Among the consequences of this development are its effects on the roughly 100,000 Bagyeli “Pygmies” who live in the region. Construction of the pipeline will entail forced resettlement as the animals the Bagyeli hunt are driven away, the land they live on is destroyed, and their groundwater is contaminated. The Bagyeli maintain that they were not properly informed or consulted at the project’s outset.

In December 2014, when the Democrats still controlled the Senate, then Chair of the Senate Foreign Relations Committee Robert Menendez, together with then Chair of the Environment and Public Works (EPW) Committee and Senator Barbara Boxer as well as EPW member Senator Edward Markey wrote a letter to Treasury Secretary Jacob Lew about the World Bank’s flawed consultation process and undermining of safeguards.

The senators warned that the Bank plans to replace existing environmental and social safeguards with weaker mechanisms for transparency, oversight, and accountability and to eliminate essential protections for biodiversity, forest-dependent peoples and communities displaced by Bank projects.

While applauding the World Bank for adding language on labor fairness, climate change, the rights of persons with disabilities and the displacement of indigenous peoples, the senators’ greatest concern is a new process that moves away from the fulfillment of safegard requirements before Board approval of a loan with increased monitoring of environmental and social impacts after the disbursement of funds.

The senators warned the World Bank plans to reduce current due diligence requirements, and eliminate the requirement to allow affected communities to provide input on the environmental impact assessment of projects with significant impacts prior to project appraisal.

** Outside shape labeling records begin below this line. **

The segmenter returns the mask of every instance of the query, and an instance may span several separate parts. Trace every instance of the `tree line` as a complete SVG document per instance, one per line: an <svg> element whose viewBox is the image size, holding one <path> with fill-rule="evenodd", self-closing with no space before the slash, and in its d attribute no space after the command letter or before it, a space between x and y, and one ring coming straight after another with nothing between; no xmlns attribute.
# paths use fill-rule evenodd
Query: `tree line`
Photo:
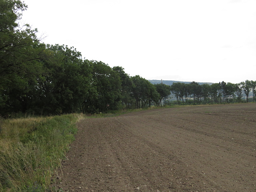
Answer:
<svg viewBox="0 0 256 192"><path fill-rule="evenodd" d="M256 97L256 81L246 80L238 84L222 81L211 85L194 82L175 82L170 87L178 104L239 102L245 101L246 98L248 102L250 92L253 102Z"/></svg>
<svg viewBox="0 0 256 192"><path fill-rule="evenodd" d="M20 26L26 8L19 0L0 0L2 116L94 113L159 106L171 92L179 104L190 103L192 98L194 103L240 101L242 90L246 94L253 90L255 95L253 81L250 85L247 81L239 86L224 82L153 85L139 76L130 76L121 67L83 59L74 47L46 44L37 36L36 29Z"/></svg>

The World Bank’s new draft policy would “introduce narrow labor standards, excluding third party contractors, collective bargaining, freedom of association,” the senators warned. It would “reduce access by affected communities to the Bank’s Inspection Panel, and hamper the Panel’s work.”

protest

A heated discussion between Pakistani activists and World Bank representatives. The strikers demanded restitution for the thousands of people harmed by the World Bank’s large dam projects, Islamabad, 2006. (Photo courtesy ActionAid Pakistan)

The policy falls short of international law and best practices pertaining to indigenous peoples, human rights, labor, gender, financial intermediaries, subprojects, and climate change,” the senators warned in their letter to Secretary Lew.

Even another multilateral bank criticized the World Bank’s draft policy. The Asian Development Bank’s Independent Evaluation Division identified the proposed draft World Bank safeguards as “aspirational” measures which “could dilute the strength of social and environmental protections” and called for “continued use of a requirements-based safeguards system.”

Pieter Jansen of the Dutch organization Both Ends, “We in Europe share the U.S. Senate concern that the World Bank’s proposed safeguards fall short of international law on human rights, and are neither in accordance with the Charter of Fundamental Rights of the European Union, the principles guiding EU external action, nor the implementation of international environmental agreements to which the EU is a party, including biodiversity commitments.”

“We applaud the U.S. initiative,” said Korinna Horta of German NGO Urgewald. “Together with efforts in Germany and elsewhere, we hope that it will make human rights due diligence a matter of routine at the World Bank and consequently in global financial decision-making.”

“The Appropriations bill is an unmistakable message to the Bank from its largest contributor that development must not come at the expense of human rights,” said David Pred of Inclusive Development International. “We hope this Congressional action will stop the race to the bottom that the World Bank unleashed when it proposed abandoning its 30-year commitment to do no harm.”

The World Bank has extended the consultation period to allow for one more round of consultations, which will have to take the requirements of the 2015 Omnibus Appropriations bill into account.